As you’re coming into this new version of yourself, try not to fight it. Try to embrace these new twists and turns, and believe that you will reveal to yourself parts of you that you didn’t think could be real. Notice the strength you have in not giving in and phoning your past because it’s comfortable, and because it’s what you’ve done every other time. Praise yourself for the fleeting moments of feeling centered and balanced, despite the losses you have faced.
Believe that everything will be okay, because it will. Today, you social media stalk. Today, you imagine what you’re missing out on in the lives of past loved ones. You binge eat to keep your hands busy, and you think you’ll be trapped in this place of wallowing forever. But you won’t. Tomorrow, you get up and that person doesn’t cross your mind until noon. Tomorrow, you didn’t register that it’s your ex best friend’s birthday. Tomorrow, it all starts to hurt less and less, until it stops completely.
Change is the only constant in this life. It is an ever-evolving moving force that requires effort, adaptability, and positivity. Look from within, and then take your first step. It’s okay to be scared. It’s okay to not want to let go, but find your power and allow yourself to jump into it. Allow yourself to find the blessings that one can only be presented with once you are committed to the journey of you. Forgive, be honest with, and accept yourself. We are all imperfect beings, and that is the beauty of it all. None of us know what we’re doing; we are one giant world of baby steps.
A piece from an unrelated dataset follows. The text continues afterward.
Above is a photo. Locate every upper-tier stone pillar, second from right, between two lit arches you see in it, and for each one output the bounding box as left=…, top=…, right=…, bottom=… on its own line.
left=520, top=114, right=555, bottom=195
Just breathe.
It’s also important to note that this journey is entirely your own. Love yourself enough to turn away anyone who tries to disturb your peace.
That’s not being selfish. It’s self-preservation.
Recognize your power enough to understand that it isn’t selfish not to make room for those whose internal nomadism might negatively impact your journey of finding yourself. We are all deeply rooted with foundations created by those who brought us into this world. Unintentionally, we carry this with us in imaginary backpacks as we form relationships and friendships, all stacked atop cracked foundations from a past we never dismantled. Let it go.
I can’t stress that enough.
When you have that breakthrough amidst the crumbling of your life and you realize that you need to do and be better, the road isn’t wide enough to carry the baggage of your life. You are not who you were five years ago. You are not who you were one year ago. Self-care and self-love will allow you to not forget about that person, but move forward. Take what you learned from all your experiences and little by little, do better. Be better. Change is upon us at all times, but you don’t have to waver. Embrace it. Don’t be afraid it, but rather be open to what lies ahead. Allow your power to lead and guide you to a healthier version of yourself.
Let go. Let life. Let love. Let you.